Among other accomplishments, the task force established bases on Ross Island and in Little America, and on October 31, 1956, Admiral Dufek and a crew of six, having flown on a ski equipped US Navy R4D-5 Skytrain named Que Sera Sera, became the first Americans to set foot at the South Pole and to plant the American flag, and the first men to land on the pole from the air.

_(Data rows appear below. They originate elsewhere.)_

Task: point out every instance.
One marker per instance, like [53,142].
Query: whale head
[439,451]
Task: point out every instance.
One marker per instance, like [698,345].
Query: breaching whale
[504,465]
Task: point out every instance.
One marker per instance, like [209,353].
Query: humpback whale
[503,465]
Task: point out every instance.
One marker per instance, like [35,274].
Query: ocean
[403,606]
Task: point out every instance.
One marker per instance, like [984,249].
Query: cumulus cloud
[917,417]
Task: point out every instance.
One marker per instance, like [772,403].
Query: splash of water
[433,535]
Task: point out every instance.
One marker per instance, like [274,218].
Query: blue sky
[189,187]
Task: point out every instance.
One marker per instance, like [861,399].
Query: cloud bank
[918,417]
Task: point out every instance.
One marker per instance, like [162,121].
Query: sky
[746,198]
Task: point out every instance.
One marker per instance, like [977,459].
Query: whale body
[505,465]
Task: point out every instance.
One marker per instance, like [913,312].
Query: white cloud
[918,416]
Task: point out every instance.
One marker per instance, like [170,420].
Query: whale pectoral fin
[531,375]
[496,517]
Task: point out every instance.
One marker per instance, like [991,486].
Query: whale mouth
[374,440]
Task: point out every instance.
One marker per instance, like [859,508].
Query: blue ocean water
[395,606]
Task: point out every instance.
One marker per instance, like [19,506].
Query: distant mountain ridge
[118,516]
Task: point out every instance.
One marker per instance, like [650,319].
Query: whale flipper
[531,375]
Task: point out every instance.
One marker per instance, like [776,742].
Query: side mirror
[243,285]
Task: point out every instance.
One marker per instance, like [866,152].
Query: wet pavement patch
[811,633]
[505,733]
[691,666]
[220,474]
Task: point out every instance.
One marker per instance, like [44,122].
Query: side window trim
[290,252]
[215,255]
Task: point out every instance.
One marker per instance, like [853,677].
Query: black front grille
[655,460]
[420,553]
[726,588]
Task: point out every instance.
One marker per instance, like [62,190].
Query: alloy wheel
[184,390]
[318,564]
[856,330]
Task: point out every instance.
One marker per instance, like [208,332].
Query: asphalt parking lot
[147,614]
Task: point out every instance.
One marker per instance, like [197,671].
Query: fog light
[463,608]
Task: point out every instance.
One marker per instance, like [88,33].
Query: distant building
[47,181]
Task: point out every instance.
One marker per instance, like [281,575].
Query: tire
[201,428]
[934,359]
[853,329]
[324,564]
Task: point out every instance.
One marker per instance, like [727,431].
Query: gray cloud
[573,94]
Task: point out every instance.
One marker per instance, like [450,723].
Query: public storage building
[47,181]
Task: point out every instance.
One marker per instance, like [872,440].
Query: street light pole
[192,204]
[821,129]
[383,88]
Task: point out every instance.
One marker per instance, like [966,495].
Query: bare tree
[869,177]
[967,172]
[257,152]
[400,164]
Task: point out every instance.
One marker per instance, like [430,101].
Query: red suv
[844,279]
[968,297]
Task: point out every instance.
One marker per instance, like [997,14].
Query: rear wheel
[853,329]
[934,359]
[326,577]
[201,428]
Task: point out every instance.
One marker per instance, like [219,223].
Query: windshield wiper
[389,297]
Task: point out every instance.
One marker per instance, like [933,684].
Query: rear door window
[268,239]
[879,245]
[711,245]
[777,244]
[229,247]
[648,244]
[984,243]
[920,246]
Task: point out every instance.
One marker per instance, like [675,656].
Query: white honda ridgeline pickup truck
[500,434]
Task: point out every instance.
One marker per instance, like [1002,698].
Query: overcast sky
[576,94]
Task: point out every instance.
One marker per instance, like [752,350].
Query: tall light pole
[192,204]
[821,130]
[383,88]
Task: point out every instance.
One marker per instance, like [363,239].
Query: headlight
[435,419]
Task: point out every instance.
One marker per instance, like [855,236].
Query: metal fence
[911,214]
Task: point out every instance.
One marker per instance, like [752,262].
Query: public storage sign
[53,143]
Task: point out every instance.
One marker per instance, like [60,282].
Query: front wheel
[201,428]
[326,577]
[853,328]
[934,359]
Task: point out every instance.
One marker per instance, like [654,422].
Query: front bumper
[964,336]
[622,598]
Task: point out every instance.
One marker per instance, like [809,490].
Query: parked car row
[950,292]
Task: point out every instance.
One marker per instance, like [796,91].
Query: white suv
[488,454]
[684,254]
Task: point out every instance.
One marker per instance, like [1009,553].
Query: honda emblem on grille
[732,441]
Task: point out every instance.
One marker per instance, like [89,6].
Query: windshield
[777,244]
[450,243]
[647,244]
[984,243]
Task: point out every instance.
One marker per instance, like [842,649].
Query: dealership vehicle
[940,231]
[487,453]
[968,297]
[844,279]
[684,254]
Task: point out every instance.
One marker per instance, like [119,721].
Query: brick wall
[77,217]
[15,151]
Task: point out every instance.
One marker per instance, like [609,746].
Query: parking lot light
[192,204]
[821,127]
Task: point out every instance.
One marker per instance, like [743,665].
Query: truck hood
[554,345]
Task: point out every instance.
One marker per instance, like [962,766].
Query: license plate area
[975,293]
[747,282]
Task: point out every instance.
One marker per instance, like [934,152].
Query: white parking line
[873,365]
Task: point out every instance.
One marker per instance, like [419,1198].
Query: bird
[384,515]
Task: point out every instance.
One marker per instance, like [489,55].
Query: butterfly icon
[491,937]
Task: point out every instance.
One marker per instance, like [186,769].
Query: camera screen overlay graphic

On November 28, 1957, Dufek was present with a US congressional delegation during a change of command ceremony held at McMurdo Sound. After Admiral Byrd's death, Dufek was appointed to succeed him as supervisor of U.S. programs in the South Polar Regions.

==Retirement and death==
Dufek fully retired from the Navy in 1959. He died in 1977, on his 74th birthday.

==Namesakes==
Antarctic features Dufek Coast, Dufek Head, Dufek Massif, and Dufek Mountain were named in his honor.

==Awards==

|  | Naval Aviator Badge |  |  |  |  |  |  |  |  |
|  | Submarine Warfare insignia |  |  |  |  |  |  |  |  |
| 1st Row | Navy Distinguished Service Medal with Gold Star |  |  | Legion of Merit with two Gold Stars and Combat "V" |  |  | United States Antarctic Expedition Medal issued in Gold (1939–1941) |  |  |
| 2nd Row | American Defense Service Medal |  |  | American Campaign Medal |  |  | European-African-Middle Eastern Campaign Medal with 4 battle stars |  |  |
| 3rd Row | World War II Victory Medal |  |  | Navy Occupation Medal with "ASIA" clasp |  |  | National Defense Service Medal |  |  |
| 4th Row | Korean Service Medal with four battle stars |  |  | Antarctic Service Medal |  |  | Chevalier of the Legion of Honor |  |  |
| 5th Row | Croix de Guerre (1939–1945) with Palm |  |  | Korean Presidential Unit Citation |  |  | United Nations Korea Medal - |  |  |

==Additional Awards and Honors==
- Golden Plate Award, American Academy of Achievement, 1961

==Dates of rank==

- Midshipman – August 1921
- Ensign – June 1925
- Lieutenant (junior grade) – June 1928
- Lieutenant – June 1935
- Lieutenant Commander – August 1939
- Commander – August 1942
- Captain – July 1943
- Rear Admiral, Retired – June 1955

==Bibliography==
- 1957: Operation Deepfreeze. New York: Harcourt, Brace. ISBN 1-112-16344-1.
- 1959: Through the Frozen Frontier: The Exploration of Antarctica. Harcourt, Brace. ISBN 1-112-98569-7.
- 1969: Rear Admiral Richard Evelyn Byrd: A Biography. Harcourt, Brace and the Virginia Institute of Marine Science, The College of William & Mary.